園のこだわり

表すこと

2012年11月26日

子どもたちは、絵を描いたり、何かを作ったりするのが大好きです。いろいろなものを作ったり表現して楽しんでいます。心で描いたイメージを形や音にしたいのです。「やってみたい」と思ってやっている子どもはとても集中し、全身全霊をかたむけて取り組んでいます。自分のイメージがどうすれば形になるか、表現できるか試行錯誤しながら挑戦している子どもの顔はとてもステキです。でも、全ての子が同じ時間に同じように絵を描きたいとは限りませんし、何かを作りたいと思っているわけではありません。

ところが大人は、例えばクラスという大人が勝手に決めた集団ごとに一斉に子どもに何かをさせようとしてしまいがちです。「ああしなさい。こうしなさい」と指示を出して大人の思うように子どもを動かしてなにかをさせようとしてしまいます。

そうして、一斉に何かをさせることで、無理にやらされる子が出てきてしまうのです。そんなことが度重なると、絵を描くこと、なにかを作ること、歌を歌うことが嫌いになってしまうかもしれません。子どもひとり一人の何が育って欲しいと願ってそのことをするのか、いつもその原点に戻って保育を考える必要があると思います。

大人の思ったように、何かをさせるのは専門性ではありません。「やりなさい」といってやらせるのであれば誰にでもできてしまいます。ひとり一人の育ちを理解した上で、子どもが「表現したい」と思えるような環境をいかに設定するかが専門性なのだと思います。
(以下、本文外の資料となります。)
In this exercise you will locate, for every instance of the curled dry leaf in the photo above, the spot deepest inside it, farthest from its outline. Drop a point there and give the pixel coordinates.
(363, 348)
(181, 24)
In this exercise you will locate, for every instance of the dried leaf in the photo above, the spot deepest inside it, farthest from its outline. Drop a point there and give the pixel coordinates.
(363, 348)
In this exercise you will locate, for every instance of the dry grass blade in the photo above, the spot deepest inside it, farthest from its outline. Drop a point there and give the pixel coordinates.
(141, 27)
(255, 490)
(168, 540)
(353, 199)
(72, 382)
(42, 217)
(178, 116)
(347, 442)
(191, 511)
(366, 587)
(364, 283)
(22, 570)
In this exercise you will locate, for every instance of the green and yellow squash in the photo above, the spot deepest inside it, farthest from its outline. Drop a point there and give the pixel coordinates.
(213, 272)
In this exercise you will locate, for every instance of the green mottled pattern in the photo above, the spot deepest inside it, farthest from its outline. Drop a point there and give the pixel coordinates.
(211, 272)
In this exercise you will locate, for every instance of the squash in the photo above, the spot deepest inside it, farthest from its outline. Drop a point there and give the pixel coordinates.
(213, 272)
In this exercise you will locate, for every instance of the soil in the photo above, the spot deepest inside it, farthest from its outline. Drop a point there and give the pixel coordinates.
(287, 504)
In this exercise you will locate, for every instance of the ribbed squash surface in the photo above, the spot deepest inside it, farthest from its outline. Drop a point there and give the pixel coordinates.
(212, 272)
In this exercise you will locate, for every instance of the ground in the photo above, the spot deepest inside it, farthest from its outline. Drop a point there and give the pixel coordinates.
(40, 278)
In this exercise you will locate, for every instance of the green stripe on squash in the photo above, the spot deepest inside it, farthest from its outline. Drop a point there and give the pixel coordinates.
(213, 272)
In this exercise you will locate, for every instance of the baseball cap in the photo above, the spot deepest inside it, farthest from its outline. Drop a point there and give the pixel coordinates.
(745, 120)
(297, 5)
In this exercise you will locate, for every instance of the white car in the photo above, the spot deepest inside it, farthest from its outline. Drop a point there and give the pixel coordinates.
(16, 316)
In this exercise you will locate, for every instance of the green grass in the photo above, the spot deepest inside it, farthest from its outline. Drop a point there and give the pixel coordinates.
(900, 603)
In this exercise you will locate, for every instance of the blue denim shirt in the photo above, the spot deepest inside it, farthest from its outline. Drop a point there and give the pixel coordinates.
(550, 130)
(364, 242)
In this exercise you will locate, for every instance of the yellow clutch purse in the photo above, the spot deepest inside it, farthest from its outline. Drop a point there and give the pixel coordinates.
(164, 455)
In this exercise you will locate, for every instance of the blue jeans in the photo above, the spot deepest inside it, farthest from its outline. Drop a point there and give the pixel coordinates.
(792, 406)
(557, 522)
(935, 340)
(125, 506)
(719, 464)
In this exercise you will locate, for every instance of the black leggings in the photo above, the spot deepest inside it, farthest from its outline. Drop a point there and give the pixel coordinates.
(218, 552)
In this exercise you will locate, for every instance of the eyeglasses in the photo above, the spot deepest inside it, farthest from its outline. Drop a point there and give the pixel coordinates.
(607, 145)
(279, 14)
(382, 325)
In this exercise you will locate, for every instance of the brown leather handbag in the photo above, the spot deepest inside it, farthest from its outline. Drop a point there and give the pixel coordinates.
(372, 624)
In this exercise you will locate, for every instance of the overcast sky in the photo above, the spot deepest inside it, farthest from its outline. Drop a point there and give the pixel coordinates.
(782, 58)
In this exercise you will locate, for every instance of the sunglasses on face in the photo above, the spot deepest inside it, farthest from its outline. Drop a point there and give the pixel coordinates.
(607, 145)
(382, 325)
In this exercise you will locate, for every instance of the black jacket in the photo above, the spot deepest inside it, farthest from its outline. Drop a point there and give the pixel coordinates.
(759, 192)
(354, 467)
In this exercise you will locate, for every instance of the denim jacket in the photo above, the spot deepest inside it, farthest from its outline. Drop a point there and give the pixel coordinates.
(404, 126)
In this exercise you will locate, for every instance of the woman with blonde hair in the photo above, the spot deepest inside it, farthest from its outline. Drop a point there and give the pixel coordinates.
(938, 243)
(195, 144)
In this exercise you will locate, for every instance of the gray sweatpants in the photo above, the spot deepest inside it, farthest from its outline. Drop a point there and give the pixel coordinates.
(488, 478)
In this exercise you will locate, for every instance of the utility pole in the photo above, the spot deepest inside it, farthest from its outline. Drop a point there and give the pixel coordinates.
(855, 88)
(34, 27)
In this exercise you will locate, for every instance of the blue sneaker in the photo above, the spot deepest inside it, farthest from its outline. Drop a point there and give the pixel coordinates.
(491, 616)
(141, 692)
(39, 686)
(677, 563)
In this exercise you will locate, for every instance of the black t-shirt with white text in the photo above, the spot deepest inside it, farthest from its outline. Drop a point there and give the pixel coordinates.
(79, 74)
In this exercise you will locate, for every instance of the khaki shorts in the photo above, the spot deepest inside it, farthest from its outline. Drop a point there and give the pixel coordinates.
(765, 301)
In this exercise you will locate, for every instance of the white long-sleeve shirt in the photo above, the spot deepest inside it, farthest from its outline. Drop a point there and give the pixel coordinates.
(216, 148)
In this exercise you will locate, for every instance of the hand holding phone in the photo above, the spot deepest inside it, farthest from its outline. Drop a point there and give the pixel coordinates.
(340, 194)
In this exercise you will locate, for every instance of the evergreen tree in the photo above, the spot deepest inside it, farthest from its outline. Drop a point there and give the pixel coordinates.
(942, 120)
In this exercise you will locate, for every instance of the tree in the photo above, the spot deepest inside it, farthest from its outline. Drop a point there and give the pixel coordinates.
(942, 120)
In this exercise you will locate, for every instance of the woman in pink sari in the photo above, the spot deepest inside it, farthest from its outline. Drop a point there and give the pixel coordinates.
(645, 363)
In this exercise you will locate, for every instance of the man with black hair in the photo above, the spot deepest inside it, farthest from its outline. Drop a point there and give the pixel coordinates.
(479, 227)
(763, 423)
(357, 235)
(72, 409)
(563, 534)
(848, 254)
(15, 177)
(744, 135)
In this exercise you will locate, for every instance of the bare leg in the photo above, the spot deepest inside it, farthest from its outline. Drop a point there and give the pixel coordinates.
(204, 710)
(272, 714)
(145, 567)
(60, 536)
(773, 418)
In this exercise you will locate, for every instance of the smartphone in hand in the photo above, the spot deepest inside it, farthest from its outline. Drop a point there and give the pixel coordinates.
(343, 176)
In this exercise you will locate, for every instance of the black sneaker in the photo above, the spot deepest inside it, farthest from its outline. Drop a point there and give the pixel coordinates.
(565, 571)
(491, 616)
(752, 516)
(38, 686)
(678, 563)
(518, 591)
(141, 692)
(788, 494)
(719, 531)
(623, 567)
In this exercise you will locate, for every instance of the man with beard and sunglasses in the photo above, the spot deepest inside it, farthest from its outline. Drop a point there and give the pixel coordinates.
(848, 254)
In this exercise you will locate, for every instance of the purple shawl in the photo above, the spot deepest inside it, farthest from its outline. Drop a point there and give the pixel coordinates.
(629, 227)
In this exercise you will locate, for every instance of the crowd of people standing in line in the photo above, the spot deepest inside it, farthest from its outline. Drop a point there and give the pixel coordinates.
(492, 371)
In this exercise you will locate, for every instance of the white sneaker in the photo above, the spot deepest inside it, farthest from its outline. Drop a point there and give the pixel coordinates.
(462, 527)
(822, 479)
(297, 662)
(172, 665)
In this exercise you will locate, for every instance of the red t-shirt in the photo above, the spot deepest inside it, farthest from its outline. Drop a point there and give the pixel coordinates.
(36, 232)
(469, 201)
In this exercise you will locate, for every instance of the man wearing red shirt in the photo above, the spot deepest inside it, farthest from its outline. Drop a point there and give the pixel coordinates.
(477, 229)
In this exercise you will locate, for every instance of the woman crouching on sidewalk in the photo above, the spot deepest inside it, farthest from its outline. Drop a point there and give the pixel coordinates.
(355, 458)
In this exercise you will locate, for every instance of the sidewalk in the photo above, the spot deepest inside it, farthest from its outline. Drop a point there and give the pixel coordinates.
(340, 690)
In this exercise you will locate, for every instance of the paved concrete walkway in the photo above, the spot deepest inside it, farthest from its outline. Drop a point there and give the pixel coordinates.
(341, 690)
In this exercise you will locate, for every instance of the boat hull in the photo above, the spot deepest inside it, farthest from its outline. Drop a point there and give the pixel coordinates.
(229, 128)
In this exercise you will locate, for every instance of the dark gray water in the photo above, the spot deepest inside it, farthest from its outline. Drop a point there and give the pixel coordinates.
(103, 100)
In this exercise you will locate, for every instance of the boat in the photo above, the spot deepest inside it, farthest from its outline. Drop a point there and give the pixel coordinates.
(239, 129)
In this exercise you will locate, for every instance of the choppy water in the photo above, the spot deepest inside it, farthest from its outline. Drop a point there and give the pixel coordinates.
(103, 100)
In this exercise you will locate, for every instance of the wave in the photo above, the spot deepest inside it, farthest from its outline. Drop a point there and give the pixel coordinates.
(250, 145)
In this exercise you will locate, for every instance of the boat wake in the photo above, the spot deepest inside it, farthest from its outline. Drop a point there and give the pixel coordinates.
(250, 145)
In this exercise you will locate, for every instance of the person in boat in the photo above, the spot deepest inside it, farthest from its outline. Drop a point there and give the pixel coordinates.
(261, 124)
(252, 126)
食べることを例に出すとわかりやすいと思います。にんじんの嫌いな子がいます。大人が好き嫌いをなくそうと意気込んで、無理矢理にでも食べさせれば子どもは食べます。しかし、それでは「にんじんっておいしい」という味覚が育たないだけではなく、にんじんがもっと嫌いにしてしまうかもしれません。そして「食べなさい」と言われなくなったら、強制されなくなったら食べなくなります。

それよりも周りの人が「おいしい、おいしい」といっておいしそうに食べる方が、「もしかしておいしいのかな?」「食べてみようかな?」という気になって自ら食べ始めます。そうして自ら食べようと思って食べた方が、大きくなってからも食べられるようになるのです。

今、無理矢理子どもの口に詰め込みたいのでしょうか?それとも、将来「にんじんっておいしいな」と思って食べられる子に育って欲しいのでしょうか?

何がしたいのか?原理原則に照らして、よくよく考える必要があると思います。絵を描いたり、何かを作ったり、歌を歌ったり楽器を演奏したりすることだって同じなのではないでしょうか。